Серьезно? Терпению пришёл конец. Кирдык. Капут.
— Послушай сюда, ты, выпердыш вороны, я тебе простым языком сказал, вали отсюда, хуже будет.
— О, малыш…
— Что мне, блять, сказать, чтобы ты распылился на атомы?
— Я уверен, что ты просто набиваешь себе цену! Ну же, хватит играться, иди ко мне.
— Значит, не уйдёшь?..
— Ты почти сдался, так что нет, не уйду.
— Вали давай… — из последних сил.
— Только через мой труп.
— Ну что ж… — и одной рукой вытаскивает бензопилу из-за двери. — Надеюсь, у тебя первая отрицательная. Многие будут благодарны тебе за такой большой вклад в донорство. Целых четыре литра…
— Почему четыре? В человеке всего шесть… — проблеял Богом судорожно, медленно пятясь от распахнутой настежь двери, с круглыми от ужаса глазами.
— Мы не считаем то, что останется на лестничной площадке, — сумасшедше улыбнулся Техен в ответ, и запустил мотор.
Услада для глаз видеть, как кто-то, спотыкаясь словно тодлер, несётся во весь дух от твоего злобного хохота.
Чонгук, вывалившийся из душевой комнаты, стал свидетелем эпохального «отбытия» Богома с места совраще…преступления. И хотя вид Тэхена внушал и раззадоривал, но бензопила была все ещё весомым аргументом.
— Тэтэ…
— Даже не смей. Я не готов слышать то, что ты хочешь сказать.
Злодейский смех будто выключило тумблером. Блондин ставит своё «оружие» на место и с тоской смотрит на Гука. Сердце трепещет, сжимается.
— Тэхен, давай поговорим.
— Мне так плохо, что я не могу думать о тебе. Ты сделал мне очень больно. Я лишь хочу забыть обо всем.
Он подходит к парню, нежно отводит назад влажные после душа волосы. Пальцами проходится по щеке.
— Тебя ждёт такси. Я уже вызвал.
Тэхен тихо вздыхает. Он дурак, раз готов снова дать надежде расцвести у себя в груди.
— Я устал. — И в голосе безжизненная пустыня.
— Я так сильно устал.
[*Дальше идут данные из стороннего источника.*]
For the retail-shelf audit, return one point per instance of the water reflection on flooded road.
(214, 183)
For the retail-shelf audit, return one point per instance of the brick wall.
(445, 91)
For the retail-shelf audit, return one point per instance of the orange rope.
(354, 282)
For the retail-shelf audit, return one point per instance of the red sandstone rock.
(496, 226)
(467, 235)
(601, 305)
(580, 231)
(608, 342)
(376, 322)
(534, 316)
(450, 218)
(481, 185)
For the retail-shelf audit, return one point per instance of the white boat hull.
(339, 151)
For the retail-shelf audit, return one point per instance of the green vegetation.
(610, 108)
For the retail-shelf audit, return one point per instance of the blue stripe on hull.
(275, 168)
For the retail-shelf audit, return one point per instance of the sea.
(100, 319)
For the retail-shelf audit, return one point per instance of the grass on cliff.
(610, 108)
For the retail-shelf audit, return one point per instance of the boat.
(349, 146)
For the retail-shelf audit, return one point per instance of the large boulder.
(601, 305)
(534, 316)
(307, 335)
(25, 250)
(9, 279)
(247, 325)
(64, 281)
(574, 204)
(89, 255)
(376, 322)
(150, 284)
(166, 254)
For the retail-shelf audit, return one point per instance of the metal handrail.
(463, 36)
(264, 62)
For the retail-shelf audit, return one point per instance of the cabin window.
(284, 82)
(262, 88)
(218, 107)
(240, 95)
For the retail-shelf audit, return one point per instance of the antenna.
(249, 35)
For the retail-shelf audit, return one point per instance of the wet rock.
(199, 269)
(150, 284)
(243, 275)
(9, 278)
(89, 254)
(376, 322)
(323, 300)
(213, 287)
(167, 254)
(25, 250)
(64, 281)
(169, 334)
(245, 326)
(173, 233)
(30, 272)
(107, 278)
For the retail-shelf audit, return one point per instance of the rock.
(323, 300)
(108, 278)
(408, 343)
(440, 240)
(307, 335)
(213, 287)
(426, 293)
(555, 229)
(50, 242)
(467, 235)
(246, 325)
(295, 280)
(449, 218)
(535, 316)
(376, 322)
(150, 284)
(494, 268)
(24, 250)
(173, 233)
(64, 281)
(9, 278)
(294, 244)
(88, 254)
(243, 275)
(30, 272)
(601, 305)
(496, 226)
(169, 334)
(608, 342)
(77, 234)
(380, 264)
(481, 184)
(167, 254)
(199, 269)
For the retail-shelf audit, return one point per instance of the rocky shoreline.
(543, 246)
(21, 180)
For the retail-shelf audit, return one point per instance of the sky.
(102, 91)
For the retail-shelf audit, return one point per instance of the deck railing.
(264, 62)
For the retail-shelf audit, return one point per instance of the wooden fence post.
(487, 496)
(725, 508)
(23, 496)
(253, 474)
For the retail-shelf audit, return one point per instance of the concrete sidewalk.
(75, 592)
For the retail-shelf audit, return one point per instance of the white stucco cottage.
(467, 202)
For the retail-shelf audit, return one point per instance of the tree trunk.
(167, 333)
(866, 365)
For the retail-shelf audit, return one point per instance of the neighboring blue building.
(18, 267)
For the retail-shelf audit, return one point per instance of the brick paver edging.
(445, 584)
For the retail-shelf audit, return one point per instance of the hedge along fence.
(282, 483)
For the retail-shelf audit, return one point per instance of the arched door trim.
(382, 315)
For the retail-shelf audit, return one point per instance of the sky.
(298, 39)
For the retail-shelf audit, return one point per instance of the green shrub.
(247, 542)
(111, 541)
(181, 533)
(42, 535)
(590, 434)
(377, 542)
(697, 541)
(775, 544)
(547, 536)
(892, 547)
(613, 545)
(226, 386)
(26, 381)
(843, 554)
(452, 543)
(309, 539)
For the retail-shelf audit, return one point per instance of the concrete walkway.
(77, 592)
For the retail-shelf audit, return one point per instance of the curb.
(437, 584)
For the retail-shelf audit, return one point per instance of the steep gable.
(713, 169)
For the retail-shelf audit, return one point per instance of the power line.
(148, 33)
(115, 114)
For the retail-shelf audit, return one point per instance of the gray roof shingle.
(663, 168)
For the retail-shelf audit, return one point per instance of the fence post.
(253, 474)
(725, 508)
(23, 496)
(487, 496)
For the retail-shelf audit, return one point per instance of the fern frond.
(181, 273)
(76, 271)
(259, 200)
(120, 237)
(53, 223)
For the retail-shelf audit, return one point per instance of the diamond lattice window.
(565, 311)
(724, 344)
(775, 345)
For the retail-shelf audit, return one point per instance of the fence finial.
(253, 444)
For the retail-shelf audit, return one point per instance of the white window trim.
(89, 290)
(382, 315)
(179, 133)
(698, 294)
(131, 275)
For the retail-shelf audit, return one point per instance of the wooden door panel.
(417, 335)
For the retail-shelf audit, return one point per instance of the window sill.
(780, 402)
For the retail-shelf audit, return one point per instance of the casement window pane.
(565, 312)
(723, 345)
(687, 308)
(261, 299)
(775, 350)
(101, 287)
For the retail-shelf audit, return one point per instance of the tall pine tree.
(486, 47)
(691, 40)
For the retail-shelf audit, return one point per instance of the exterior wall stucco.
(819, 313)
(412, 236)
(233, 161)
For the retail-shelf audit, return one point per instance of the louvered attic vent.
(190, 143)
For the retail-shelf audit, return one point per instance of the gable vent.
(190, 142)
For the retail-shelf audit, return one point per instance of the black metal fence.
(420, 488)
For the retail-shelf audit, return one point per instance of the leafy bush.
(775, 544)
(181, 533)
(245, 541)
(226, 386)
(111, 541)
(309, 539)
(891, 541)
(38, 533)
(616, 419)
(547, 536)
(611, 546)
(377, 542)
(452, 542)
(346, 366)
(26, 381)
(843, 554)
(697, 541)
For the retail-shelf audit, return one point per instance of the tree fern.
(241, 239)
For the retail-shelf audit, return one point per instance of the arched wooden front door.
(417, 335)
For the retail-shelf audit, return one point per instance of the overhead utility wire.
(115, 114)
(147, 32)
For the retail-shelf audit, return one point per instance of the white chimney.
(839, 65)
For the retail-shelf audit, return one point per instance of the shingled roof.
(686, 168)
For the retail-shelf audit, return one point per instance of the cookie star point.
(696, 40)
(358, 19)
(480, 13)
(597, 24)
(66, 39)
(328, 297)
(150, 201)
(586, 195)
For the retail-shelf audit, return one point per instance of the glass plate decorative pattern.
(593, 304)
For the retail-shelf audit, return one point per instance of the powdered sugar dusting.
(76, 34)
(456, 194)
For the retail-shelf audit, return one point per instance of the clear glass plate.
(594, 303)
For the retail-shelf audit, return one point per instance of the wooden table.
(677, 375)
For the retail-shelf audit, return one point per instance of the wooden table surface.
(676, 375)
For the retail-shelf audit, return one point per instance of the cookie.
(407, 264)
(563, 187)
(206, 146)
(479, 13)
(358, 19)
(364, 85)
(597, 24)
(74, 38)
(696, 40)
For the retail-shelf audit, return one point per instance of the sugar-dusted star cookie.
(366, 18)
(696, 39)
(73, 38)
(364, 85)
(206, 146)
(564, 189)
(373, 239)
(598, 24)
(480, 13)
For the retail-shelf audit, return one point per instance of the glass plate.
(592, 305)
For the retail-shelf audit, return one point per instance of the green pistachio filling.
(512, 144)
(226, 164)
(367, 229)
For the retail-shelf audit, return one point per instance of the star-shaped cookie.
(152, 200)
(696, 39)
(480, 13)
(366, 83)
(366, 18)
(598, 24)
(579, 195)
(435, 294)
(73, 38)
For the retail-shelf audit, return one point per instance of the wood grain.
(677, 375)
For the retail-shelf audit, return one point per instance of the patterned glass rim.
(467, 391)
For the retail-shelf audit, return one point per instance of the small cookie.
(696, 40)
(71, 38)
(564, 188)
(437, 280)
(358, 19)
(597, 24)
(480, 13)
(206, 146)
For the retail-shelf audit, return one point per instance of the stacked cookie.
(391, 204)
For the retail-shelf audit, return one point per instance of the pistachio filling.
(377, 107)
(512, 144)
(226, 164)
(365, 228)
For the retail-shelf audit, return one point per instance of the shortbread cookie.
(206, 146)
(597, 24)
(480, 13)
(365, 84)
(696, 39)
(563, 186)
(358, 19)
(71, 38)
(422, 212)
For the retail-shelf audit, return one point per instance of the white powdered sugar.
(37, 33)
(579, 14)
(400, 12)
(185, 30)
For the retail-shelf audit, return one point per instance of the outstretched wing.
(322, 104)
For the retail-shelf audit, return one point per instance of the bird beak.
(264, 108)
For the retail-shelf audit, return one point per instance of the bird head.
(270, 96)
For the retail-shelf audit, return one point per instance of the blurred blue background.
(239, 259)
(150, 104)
Пойду посплю немного. Захлопни дверь, когда уйдёшь.
Шаги тихие и спокойные, дыхание ровное, а вместо сердца дыра.
Никаких истерик и слез, для них нужны силы. А у него сейчас сил нет вообще. Просто усталость. Дикая, изматывающая, пригибающая к земле. Она окутывает его в свой кокон, обещая так нужное сейчас успокоение. И он поддаётся.